La justice peine à identifier les commanditaires de ces articles souvent signés sous des pseudonymes, et publiés depuis l’étranger. Les tribunaux sont également mal armés pour faire face à cet extraordinaire volume de contenus mensongers. La régulation ne pourra donc venir uniquement de la justice, d’autant plus que le temps judiciaire n’est pas celui de l’actualité. Une tentation alternative serait de demander à l’administration de réguler ce que la justice échoue à contenir. Certains ont ainsi suggéré la création d’une autorité administrative indépendante qui serait aux réseaux sociaux ce que le Conseil supérieur de l’audiovisuel est à la radio ou à la télévision.

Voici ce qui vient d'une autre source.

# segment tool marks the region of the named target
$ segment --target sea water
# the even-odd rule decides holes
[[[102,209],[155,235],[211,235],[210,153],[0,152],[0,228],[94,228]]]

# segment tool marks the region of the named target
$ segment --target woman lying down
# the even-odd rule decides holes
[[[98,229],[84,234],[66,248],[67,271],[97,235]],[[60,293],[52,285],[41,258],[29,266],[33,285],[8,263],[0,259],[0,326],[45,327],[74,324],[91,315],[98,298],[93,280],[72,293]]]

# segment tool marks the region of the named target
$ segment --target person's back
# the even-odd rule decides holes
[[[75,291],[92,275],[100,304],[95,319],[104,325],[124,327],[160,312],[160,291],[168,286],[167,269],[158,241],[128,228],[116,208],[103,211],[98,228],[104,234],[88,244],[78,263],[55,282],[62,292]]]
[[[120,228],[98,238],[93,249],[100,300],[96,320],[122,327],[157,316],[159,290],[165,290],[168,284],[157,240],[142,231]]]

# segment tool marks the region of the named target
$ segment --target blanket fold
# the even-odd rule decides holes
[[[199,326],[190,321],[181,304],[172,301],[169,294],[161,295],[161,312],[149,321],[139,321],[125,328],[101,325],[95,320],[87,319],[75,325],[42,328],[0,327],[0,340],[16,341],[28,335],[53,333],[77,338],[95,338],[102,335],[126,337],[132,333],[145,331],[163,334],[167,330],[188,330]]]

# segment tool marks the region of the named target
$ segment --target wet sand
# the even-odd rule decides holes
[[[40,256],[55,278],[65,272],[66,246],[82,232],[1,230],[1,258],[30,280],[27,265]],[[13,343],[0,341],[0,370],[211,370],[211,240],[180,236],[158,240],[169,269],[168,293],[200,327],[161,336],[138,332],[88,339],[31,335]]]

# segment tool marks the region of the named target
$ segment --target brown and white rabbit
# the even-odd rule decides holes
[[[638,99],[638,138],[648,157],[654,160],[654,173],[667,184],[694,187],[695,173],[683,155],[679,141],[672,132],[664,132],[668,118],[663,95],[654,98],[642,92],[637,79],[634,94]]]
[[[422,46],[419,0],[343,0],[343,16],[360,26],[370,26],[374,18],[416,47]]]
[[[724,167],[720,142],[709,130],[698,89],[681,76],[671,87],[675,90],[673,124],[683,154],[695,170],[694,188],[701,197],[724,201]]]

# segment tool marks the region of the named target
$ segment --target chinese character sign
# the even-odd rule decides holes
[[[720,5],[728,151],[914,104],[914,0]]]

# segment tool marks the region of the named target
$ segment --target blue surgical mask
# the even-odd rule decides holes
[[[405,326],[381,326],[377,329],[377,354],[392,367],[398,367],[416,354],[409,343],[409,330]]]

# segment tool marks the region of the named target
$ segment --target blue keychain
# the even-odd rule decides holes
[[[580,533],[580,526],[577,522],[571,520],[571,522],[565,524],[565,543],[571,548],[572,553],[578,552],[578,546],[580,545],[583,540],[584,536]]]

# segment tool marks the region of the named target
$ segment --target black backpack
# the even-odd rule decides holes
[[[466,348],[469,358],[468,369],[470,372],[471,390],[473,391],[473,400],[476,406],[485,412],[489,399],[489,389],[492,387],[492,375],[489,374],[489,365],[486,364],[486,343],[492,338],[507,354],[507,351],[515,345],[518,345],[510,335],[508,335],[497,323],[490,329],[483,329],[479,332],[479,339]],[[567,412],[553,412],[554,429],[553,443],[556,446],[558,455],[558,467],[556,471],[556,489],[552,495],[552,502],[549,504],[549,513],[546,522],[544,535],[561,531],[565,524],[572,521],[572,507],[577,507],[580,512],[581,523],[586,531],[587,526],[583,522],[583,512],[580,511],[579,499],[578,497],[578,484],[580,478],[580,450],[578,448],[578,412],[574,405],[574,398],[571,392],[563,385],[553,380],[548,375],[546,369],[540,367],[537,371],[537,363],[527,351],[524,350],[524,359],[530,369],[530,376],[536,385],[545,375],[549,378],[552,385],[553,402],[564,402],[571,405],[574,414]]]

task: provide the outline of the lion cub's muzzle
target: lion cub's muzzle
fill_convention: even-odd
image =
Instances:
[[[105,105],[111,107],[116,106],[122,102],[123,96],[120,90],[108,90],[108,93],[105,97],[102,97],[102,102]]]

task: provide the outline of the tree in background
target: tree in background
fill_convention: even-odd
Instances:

Une autorité qui pourrait réprimander Twitter, comme le CSA réprimande C8. Une telle initiative ne semble ni souhaitable ni techniquement réalisable. L’incursion d’une administration, soit-elle indépendante, dans la sphère de la liberté d’expression pose en effet des risques de censure disproportionnés qui nous renverraient très loin en arrière, du temps où l’Etat contrôlait la presse. C’est pour la même raison qu’il n’existe pas d’ordre des journalistes réglementant l’exercice de ce métier.

Une nécessaire refonte des algorithmes

Les solutions sont par conséquent à chercher du côté de ceux qui donnent un écho à ces fausses nouvelles, à savoir les éditeurs de réseaux sociaux eux-mêmes. Ces sociétés s’emploient déjà à retirer de leurs pages les contenus violents, pornographiques ou faisant l’apologie du terrorisme. Ce contrôle est par nature arbitraire et il serait impensable qu’il soit étendu à la véracité des informations diffusées. Les éditeurs de réseaux sociaux se défendent d’ailleurs d’exercer un pouvoir de censure sur leurs pages. Hiérarchiser le contenu, c’est toutefois déjà choisir ce qui sera donné à lire aux utilisateurs. Les algorithmes font apparaître ou disparaître les publications, plus rapidement que le pire comité de censure. A ce jour, ils favorisent surtout les contenus les plus commentés ou partagés par les utilisateurs, à savoir les contenus les plus polémiques, et donc les fake news qui sont précisément créées dans ce but. Un commentaire indiquant qu’une nouvelle est idiote et fausse améliore mécaniquement la visibilité de celle-ci, ce qui n’a aucun sens. 

La régulation des fausses nouvelles passera donc en premier lieu par la refonte des algorithmes, qui devront probablement adjoindre à leur mécanique quantitative une appréciation qualitative fournie par des tiers. On ne doute d’ailleurs pas de la créativité de la société civile pour inventer une régulation plus objective, confiée à des citoyens et à des journalistes indépendants, sur le modèle de ce qui a déjà fait le succès de Wikipédia.